We have stopped issuing certificates with the problem, and resolved this for future issuances.
A summary of the problematic certificates. For each problem: number of certs, and the date the first and last certs with that problem were issued.
We have checked all the valid certificates and found only 2 DV SSL certificates with OrganizationalUnitName containing invalid value (Domain Control Validated). The OU field should not have been part of these 2 certificates. The affected certificates were issued to the websites managed by us (eMudhra). There were no external customers impacted due to the certificate revocation.
The complete certificate data for the problematic certificates. The recommended way to provide this is to ensure each certificate is logged to CT and then list the fingerprints or crt.sh IDs, either in the report or as an attached spreadsheet, with one list per distinct problem.
Explanation about how and why the mistakes were made or bugs introduced, and how they avoided detection until now.
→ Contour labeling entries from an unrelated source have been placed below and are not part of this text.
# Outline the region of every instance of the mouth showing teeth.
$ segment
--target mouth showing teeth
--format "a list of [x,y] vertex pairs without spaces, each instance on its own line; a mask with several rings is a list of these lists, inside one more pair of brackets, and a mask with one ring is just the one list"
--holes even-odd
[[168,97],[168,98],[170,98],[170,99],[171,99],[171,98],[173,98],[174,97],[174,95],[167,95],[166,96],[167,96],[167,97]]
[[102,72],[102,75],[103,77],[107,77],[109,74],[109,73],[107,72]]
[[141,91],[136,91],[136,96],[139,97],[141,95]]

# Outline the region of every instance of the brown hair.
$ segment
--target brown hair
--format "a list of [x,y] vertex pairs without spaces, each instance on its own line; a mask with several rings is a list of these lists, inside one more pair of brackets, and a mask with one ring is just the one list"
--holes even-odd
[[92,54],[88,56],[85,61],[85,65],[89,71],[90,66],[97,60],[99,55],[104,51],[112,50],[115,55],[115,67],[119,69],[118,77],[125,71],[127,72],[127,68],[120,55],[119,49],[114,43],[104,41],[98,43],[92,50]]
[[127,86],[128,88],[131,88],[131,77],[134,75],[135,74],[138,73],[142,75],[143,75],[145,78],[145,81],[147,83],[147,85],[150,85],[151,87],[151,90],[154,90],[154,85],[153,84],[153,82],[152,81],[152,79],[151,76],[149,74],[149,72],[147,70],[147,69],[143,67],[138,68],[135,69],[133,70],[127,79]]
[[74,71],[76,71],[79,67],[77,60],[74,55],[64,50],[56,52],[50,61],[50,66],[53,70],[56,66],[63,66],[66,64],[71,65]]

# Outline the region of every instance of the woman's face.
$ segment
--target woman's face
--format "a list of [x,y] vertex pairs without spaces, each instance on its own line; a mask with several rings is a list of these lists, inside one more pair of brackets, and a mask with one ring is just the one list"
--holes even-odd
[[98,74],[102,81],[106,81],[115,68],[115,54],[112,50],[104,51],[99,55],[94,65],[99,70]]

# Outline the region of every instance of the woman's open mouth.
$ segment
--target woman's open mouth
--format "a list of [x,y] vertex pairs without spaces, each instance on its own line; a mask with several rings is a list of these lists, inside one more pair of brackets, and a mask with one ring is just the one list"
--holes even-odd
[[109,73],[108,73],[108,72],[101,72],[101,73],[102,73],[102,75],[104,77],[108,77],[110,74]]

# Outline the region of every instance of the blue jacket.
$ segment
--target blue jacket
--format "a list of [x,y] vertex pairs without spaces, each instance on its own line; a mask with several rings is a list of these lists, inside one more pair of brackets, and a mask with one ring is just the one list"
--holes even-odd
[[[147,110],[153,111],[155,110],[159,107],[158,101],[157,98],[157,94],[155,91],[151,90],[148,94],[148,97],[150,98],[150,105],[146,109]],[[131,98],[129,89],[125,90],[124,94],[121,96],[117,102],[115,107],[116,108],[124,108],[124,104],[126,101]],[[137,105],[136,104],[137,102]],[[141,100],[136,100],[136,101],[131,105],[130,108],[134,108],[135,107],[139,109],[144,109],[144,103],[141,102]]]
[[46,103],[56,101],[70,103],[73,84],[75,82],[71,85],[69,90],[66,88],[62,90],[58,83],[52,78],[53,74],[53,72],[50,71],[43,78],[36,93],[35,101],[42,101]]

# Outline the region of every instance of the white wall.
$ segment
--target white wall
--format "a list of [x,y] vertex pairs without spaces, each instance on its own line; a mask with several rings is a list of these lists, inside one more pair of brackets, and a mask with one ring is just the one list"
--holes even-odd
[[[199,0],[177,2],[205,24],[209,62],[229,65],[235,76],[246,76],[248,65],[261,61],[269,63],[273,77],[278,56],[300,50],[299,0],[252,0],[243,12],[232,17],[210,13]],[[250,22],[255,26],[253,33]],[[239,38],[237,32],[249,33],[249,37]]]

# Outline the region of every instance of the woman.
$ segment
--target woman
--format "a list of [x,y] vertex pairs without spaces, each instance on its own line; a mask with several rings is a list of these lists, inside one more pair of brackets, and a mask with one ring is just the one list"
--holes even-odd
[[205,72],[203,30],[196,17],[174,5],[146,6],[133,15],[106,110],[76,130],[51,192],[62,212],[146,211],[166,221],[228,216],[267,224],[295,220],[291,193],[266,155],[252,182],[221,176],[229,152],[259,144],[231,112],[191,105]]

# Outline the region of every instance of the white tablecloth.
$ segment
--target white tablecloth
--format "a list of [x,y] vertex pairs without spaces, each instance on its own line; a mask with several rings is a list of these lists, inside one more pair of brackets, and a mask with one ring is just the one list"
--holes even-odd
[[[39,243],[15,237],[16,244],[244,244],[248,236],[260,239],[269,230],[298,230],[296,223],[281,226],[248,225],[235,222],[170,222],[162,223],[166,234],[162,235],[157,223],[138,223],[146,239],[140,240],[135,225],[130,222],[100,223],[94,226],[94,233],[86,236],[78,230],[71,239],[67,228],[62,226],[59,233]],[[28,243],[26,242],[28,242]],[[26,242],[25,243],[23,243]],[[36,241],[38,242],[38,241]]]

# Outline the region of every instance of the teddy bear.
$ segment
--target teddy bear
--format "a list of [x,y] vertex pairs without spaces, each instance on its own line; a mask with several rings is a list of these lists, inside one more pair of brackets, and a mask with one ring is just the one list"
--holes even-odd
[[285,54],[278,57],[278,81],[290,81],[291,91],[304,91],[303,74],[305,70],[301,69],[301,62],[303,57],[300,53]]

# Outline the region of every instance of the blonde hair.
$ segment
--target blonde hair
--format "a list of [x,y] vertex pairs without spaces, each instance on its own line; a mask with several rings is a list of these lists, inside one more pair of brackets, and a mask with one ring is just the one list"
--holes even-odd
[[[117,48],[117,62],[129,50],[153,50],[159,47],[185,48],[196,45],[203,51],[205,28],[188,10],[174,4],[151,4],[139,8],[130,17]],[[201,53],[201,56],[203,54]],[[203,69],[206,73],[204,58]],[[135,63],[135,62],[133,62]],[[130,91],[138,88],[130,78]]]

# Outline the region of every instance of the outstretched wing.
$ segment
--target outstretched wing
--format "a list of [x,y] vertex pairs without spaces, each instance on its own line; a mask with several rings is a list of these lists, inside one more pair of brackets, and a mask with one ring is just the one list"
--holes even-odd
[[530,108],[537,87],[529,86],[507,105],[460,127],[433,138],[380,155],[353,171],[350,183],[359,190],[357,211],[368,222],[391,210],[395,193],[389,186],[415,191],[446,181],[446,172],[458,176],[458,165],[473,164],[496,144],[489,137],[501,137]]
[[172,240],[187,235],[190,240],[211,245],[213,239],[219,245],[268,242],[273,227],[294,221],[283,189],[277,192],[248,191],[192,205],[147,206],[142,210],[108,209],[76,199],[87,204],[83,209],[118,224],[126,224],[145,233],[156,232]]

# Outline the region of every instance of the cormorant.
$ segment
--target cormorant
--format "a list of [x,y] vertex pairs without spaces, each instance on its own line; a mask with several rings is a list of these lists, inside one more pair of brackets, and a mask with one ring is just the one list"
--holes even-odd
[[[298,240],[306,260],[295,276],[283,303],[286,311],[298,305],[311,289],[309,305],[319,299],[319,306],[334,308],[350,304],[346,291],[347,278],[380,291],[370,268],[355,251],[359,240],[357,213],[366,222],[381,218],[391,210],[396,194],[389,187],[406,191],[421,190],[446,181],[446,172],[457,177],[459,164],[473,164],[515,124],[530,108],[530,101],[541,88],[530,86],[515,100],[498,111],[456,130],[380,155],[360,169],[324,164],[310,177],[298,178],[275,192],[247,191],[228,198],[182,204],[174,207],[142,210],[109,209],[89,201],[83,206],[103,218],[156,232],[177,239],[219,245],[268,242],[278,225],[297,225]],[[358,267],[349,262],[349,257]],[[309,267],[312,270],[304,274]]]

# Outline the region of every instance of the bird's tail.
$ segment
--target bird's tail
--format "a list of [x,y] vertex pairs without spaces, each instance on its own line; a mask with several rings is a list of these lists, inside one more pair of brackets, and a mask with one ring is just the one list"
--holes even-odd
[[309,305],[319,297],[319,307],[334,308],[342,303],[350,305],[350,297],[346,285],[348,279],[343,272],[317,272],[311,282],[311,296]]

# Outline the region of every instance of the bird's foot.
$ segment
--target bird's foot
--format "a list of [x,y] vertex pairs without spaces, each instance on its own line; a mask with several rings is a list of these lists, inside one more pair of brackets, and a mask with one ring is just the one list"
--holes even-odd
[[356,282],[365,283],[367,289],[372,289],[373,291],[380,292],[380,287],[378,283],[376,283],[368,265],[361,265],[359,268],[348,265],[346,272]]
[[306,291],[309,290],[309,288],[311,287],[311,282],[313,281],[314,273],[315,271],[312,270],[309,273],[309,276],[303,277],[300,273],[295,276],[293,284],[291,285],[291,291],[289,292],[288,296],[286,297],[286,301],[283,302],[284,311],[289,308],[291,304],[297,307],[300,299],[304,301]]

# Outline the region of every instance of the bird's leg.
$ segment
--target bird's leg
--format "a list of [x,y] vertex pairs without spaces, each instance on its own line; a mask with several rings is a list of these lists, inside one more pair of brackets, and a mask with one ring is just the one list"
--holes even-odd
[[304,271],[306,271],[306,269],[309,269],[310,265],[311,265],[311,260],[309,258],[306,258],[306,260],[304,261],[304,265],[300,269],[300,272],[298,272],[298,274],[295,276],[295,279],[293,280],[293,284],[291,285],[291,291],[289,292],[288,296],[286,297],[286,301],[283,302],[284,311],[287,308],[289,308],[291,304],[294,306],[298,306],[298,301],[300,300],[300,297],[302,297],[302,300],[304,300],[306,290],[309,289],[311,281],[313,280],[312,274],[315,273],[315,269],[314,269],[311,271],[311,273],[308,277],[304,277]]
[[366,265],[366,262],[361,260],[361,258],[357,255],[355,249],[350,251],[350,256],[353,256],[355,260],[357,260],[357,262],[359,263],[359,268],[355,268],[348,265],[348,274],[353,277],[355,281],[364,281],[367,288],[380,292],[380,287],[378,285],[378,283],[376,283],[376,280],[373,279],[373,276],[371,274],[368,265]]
For issuance of these 2 certificates, an unused certificate profile was used while generation of certificate, due to a human error. Given that this issue was not reflected as part of system checks / results, the issue went undetected.
List of steps your CA is taking to resolve the situation and ensure such issuance will not be repeated in the future, accompanied with a timeline of when your CA expects to accomplish these things.
There have been quite a few OrganizationalUnitName related incidents in Bugzilla reported by various CAs in previous bugs. These have been learning to us in our regular trainings to the team. However, a human error possibility of causing this issue was unexpected and unforeseen. Hence, considering the severity of such mistakes, an immediate system change request has been initiated to disable such possibilities technically in our RA system towards technical controls thereby avoiding human errors. Additionally the system shall also be bringing this as a finding in certificate verification stage during generation. Until this upgrade (of complete automated control), the profiles have been scrutinized in detail to not result into this issue, as well as additional training is provided to all personnel involved in such operation.